See also Figures S1, S4, and S7 and Tables S1 and S5.
Figure 2 Phylogeny and genomic features of bacterial symbionts across the Chrysomelidae

(A) Phylogenetic placement of Chrysomelidae symbionts in relation to free-living and other symbiotic bacteria. The maximum likelihood phylogeny was constructed using a concatenated protein alignment of 31 single-copy core genes. Support values (MLBS, maximum likelihood bootstraps) for nodes that were not maximally supported are indicated by either yellow (MLBS values greater than or equal to 95%) or light green circles (MLBS values lower than 80%). (B) The distribution of host-beneficial factors encoded by Chrysomelidae symbionts is indicated by gray bars. See also Figure S4.
Figure 3 Symbiont localization in representatives of four Chrysomelidae subfamilies

Fluorescence in situ hybridization (FISH) was performed on adults (left) and larvae (right) of Cassida rubiginosa (Cassidinae), Chrysochus asclepiadeus (Eumolpinae), Donacia vulgaris (Donaciinae), and Sagra femorata (Sagrinae), using a combination of general eubacterial and symbiont-specific probes (see STAR Methods), resulting in green/yellow staining of bacterial symbionts. Counterstaining of host cell nuclei was achieved with DAPI. Cartoons of adults and larvae reflect the host’s morphology and the localization and structure of symbiotic organs (green), as well as the gut (brown) and adult reproductive tract (blue) for reference. FISH micrographs represent cross-sections through the adult and larval symbiotic organs and adult transmission organs. Note that Donaciinae adults lack a separation of symbiont populations into symbiotic and transmission organs, so both images show the symbionts’ localization in the Malpighian tubules. Scale bars represent 50 μm. See also https://www.cell.com/current-biology/fulltext/S0960-9822(24)01696-8?_returnURL=https%3A%2F%2Flinkinghub.elsevier.com%2Fretrieve%2Fpii%2FS0960982224016968%3Fshowall%3Dtrue#mmc5.
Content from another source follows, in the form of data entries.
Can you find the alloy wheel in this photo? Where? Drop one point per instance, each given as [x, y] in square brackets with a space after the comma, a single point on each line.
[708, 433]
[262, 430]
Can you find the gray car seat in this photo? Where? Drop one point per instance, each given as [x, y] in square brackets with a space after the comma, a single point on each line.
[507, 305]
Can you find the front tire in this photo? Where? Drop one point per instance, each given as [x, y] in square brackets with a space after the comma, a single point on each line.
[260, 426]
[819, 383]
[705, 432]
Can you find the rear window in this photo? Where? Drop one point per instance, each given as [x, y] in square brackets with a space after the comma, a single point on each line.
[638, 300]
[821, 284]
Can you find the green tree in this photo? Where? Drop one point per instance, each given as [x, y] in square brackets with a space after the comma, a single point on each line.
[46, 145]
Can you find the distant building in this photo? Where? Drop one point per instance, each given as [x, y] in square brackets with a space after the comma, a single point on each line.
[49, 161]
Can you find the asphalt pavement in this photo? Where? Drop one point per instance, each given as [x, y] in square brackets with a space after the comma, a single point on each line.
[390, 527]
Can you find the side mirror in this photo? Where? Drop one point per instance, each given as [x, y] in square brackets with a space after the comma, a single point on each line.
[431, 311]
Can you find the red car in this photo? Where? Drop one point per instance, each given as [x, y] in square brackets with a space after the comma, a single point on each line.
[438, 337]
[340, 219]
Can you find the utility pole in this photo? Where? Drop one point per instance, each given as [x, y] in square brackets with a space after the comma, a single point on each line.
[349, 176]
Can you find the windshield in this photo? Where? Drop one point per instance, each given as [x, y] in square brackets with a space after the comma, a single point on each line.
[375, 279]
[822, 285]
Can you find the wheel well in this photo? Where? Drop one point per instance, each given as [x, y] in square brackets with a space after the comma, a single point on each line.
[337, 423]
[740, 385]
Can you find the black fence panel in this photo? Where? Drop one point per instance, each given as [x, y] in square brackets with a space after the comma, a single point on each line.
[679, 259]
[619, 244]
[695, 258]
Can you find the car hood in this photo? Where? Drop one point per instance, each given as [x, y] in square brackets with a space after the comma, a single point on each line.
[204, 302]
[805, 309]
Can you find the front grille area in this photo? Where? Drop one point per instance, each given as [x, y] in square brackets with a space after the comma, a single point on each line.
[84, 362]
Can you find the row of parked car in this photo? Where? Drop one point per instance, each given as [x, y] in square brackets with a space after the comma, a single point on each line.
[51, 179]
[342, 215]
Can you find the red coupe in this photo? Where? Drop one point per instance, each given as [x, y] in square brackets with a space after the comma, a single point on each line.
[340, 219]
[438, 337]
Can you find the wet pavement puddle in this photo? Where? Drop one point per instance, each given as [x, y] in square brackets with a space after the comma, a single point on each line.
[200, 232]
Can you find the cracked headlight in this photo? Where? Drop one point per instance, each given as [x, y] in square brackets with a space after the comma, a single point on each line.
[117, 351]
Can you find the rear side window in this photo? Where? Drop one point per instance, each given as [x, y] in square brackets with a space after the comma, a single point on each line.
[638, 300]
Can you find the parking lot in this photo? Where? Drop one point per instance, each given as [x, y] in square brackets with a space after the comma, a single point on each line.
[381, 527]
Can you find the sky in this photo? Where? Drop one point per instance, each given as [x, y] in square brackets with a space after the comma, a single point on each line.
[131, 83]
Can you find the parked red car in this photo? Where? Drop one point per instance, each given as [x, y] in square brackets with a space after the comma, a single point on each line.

It doesn't need a genius to work out how this overly-complicated system could have been made much simpler if intelligently designed to give the beetles the genes they need to digest the food they were 'designed' to eat. But evolution isn't an intelligent process - which is how we can tell that this system evolved and was not intelligently designed.